The Collaboration Deficit
Our governing institutions were designed to manage competing factions, not foster collaboration. This creates a cascade of problems:
- Fragmented decision-making replaces coordinated planning
- Competitive debate drowns out thoughtful deliberation
- Vested interests suppress collective intelligence
- Short-term wins undermine long-term sustainability
The most powerful voices dominate, while comprehensive solutions remain out of reach. We interact through the distant mechanisms of commissions, hearings, and reports when what we need is dialogue, agreements, and coordinated action.
A New Framework for Progress
The 21st century demands a fundamental shift. We must move beyond the limiting belief that one party’s gain requires another’s loss. Instead, we need competition that promotes shared prosperity—where regions compete to contribute the most to the whole system, not to undermine one another.
Consider our ports: rather than individual facilities competing for business, we need an optimally efficient port system that serves our national interests. The same principle applies across all transportation modes, companies, and regions.
The Continental Action Plan Approach
This understanding has driven the creation of the Continental Action Plan for Sustainable Industry—a new forum that brings all stakeholders together for productive collaboration. Rather than having vested interests individually lobby government, we create space for collective intelligence to emerge.
The approach recognizes that meaningful progress requires more than money. It demands new pathways for coordinating commercial activity and public policy. It requires bridging the communication and coordination gaps that currently separate government, industry, and citizens.
Making Collaboration Work
Effective collaboration across industries, companies, agencies, and political parties requires:
- Respect for all stakeholders’ perspectives
- Inclusive processes that give voice to more than just the most powerful
- Consensus-based decision-making that builds lasting agreements
- New institutional mechanisms designed for coordination rather than competition
The Path Forward
We stand at a crossroads. Our multi-faceted natural and capital resource challenges call for new ways of interacting in business and government. The question isn’t whether we can afford to collaborate—it’s whether we can afford not to.
Can labor sit productively with management? Can businesses coordinate with the community? Can shippers collaborate with transportation providers? Can government partner with private industry while ensuring all stakeholders have input?
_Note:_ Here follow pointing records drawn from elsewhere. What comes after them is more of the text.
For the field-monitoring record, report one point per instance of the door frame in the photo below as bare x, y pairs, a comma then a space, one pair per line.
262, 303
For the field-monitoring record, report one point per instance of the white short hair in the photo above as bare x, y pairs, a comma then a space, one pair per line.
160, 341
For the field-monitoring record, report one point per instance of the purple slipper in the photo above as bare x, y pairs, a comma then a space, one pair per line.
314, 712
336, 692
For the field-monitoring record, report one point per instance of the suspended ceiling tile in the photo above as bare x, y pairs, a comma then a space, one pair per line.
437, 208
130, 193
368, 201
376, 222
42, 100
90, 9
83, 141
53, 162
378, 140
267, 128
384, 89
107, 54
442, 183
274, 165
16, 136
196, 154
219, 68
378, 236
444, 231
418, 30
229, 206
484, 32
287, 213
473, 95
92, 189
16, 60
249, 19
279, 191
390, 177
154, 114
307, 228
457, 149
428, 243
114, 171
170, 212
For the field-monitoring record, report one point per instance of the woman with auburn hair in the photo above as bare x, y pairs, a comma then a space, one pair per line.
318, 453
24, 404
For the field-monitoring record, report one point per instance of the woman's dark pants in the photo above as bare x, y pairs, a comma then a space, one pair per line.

The answer must be yes. In our interconnected world, no one wins unless we all win. The power of collaboration must sit effectively alongside the power of competition.
Building America’s sustainable transportation future—and addressing our broader systemic challenges—requires us to redraw our battle lines. Not to eliminate competition, but to channel it toward shared prosperity and collective progress.
The intelligence exists in both the public and private sectors. The resources can be mobilized. What we need now is the institutional will to bridge our coordination gaps and work together toward solutions that serve our common future.